PhD Defense Jorn Beukinga

quantitative 18F-FDG PET/CT in esophageal cancer and vascular graft infections 

Jorn Beukinga is a PhD student in the Biomedical Photonic Imaging group. His supervisors are prof.dr. R.H.J.A. Slart from the faculty of Science and Technology and prof.dr. J.Th.M. Plukker from the University Medical Center Groningen. 

Personalized treatment is one of the major challenges in modern medicine. To enable individually tailored treatments, medical imaging has become part of the standard diagnostic work-up, allowing a non-invasive anatomical and functional representation of organs. In the last decades, anatomy-based computed tomography (CT) and functional-based 18F-fluorodeoxyglucose positron emission tomography (18F-FDG PET) have been two corner stones in medical imaging. However, clinical evaluation of imaging data remains subject to intra-observer and inter-observer variation. Moreover, most imaging data contain subtle information reflecting underlying pathophysiological properties, which cannot be detected visually. Quantifying medical imaging improves reliability, precision, and speed of the assessment and may contribute to overcome such limitations.

The rapidly emerging field of radiomics generally quantifies large amounts of medical imaging data and applies a large number of quantitative image features to characterize these underlying pathophysiological properties. In this thesis, these quantitative radiomic features were validated and applied to objectively evaluate and adjust the clinical decision-making in the treatment of patients with esophageal cancer and vascular graft infections.

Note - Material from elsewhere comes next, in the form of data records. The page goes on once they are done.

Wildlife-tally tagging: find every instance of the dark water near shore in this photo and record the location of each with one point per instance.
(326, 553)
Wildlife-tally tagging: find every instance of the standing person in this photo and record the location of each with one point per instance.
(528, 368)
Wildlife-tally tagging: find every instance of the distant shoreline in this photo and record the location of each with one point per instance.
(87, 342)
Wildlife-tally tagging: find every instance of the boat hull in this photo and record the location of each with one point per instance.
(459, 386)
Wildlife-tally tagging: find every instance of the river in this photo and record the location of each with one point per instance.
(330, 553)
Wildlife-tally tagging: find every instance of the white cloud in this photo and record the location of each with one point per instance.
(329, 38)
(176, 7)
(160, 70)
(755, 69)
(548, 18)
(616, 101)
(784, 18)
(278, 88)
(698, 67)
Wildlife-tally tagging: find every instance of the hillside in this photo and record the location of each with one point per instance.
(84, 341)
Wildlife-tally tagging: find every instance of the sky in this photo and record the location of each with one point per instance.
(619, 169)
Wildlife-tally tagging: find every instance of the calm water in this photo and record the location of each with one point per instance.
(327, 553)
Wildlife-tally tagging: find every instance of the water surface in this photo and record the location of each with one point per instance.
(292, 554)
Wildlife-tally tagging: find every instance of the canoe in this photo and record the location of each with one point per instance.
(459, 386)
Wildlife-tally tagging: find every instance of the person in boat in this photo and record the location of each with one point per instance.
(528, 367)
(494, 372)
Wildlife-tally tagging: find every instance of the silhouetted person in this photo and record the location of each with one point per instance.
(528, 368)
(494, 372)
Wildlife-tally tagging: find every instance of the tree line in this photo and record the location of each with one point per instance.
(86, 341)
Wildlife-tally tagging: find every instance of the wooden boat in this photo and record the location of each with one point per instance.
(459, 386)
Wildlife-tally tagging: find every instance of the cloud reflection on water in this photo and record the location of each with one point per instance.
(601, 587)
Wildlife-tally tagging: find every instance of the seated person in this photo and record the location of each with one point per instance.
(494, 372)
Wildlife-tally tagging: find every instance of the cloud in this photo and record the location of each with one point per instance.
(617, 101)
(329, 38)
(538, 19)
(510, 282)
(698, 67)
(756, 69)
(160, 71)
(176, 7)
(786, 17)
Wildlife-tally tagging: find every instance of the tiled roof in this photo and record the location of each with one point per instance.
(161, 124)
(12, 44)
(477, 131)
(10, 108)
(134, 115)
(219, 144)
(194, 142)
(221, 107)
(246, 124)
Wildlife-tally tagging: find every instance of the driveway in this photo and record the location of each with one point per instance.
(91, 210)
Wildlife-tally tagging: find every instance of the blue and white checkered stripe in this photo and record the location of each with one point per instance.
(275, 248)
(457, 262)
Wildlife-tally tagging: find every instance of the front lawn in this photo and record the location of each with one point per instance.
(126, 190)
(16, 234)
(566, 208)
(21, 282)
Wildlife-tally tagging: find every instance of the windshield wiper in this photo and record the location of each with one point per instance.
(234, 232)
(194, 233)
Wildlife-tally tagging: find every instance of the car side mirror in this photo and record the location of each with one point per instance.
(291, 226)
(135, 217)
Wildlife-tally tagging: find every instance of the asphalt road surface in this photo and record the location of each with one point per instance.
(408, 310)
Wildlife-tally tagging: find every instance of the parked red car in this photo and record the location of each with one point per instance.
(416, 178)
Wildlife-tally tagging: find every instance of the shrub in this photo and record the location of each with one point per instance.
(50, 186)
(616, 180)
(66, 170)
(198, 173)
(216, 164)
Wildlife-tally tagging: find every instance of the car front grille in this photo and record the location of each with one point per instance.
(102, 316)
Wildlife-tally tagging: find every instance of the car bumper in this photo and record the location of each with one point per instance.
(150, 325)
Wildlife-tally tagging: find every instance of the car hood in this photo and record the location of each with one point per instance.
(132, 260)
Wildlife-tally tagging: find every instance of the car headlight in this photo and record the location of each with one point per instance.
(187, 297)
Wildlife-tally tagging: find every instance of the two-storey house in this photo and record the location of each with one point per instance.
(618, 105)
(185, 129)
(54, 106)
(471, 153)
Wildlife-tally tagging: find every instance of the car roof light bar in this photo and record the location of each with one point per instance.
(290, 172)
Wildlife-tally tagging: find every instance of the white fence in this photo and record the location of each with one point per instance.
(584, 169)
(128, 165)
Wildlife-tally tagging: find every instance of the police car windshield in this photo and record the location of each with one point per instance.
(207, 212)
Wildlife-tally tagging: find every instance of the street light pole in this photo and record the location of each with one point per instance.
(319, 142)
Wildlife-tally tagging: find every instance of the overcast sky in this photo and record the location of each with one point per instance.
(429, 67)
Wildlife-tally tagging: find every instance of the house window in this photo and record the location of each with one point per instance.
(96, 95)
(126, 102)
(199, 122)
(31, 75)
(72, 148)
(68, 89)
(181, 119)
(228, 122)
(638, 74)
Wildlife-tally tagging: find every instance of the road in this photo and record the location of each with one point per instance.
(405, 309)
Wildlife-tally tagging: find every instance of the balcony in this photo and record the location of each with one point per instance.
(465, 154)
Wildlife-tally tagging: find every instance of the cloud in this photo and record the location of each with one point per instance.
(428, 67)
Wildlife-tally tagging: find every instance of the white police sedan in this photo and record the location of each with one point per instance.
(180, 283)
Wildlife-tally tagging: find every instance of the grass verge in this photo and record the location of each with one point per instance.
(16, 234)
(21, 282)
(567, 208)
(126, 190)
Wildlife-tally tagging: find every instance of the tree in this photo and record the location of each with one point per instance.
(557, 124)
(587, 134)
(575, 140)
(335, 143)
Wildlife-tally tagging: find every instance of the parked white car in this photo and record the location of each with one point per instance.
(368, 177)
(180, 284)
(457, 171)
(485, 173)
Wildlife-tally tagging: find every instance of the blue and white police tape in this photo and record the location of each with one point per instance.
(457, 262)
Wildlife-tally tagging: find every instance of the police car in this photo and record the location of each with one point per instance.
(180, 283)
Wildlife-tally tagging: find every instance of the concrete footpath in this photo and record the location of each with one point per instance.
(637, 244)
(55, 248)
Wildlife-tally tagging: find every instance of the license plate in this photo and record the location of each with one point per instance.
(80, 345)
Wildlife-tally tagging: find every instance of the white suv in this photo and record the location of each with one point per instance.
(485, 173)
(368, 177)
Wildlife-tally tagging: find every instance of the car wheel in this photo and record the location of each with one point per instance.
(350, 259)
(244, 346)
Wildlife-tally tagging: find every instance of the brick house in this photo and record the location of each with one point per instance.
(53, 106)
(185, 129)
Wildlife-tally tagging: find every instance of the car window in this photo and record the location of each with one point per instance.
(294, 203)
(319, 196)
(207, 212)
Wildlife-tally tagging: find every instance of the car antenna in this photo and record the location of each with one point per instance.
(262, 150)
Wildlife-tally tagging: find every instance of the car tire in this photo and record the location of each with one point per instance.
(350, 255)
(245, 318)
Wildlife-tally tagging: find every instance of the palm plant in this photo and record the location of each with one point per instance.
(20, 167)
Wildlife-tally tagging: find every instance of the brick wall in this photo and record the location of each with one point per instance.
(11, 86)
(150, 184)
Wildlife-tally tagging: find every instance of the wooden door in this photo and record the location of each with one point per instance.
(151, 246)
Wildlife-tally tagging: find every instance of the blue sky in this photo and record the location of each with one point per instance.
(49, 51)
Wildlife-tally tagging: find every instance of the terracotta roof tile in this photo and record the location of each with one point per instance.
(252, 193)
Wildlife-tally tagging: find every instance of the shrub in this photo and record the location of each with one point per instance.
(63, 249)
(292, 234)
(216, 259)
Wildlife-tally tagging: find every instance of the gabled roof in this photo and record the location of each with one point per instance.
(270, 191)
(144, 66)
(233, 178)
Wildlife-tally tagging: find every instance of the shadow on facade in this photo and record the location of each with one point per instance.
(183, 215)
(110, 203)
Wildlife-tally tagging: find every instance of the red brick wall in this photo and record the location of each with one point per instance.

This thesis resolved the initial lack of standardization for feature extraction and image processing. Moreover, we exposed the mechanisms of confounding factors which drive the reliability of 18F-FDG PET radiomic features. We constructed several prediction models based on 18F-FDG PET/CT radiomic features along with clinical markers and biological tumor markers to adjust the clinical decision-making in patients with esophageal cancer. Some of these prediction models were able to provide up to a 30% absolute improvement in discriminatory accuracy beyond the current standard prediction methods. Furthermore, 18F-FDG PET radiomic features were applied to improve the non-invasive diagnosis of aorta-iliac graft infections after vascular graft reconstructions. We concluded that quantitative PET may be a potential tool in improving PET interpretation of patients suspected of aorta-iliac graft infections.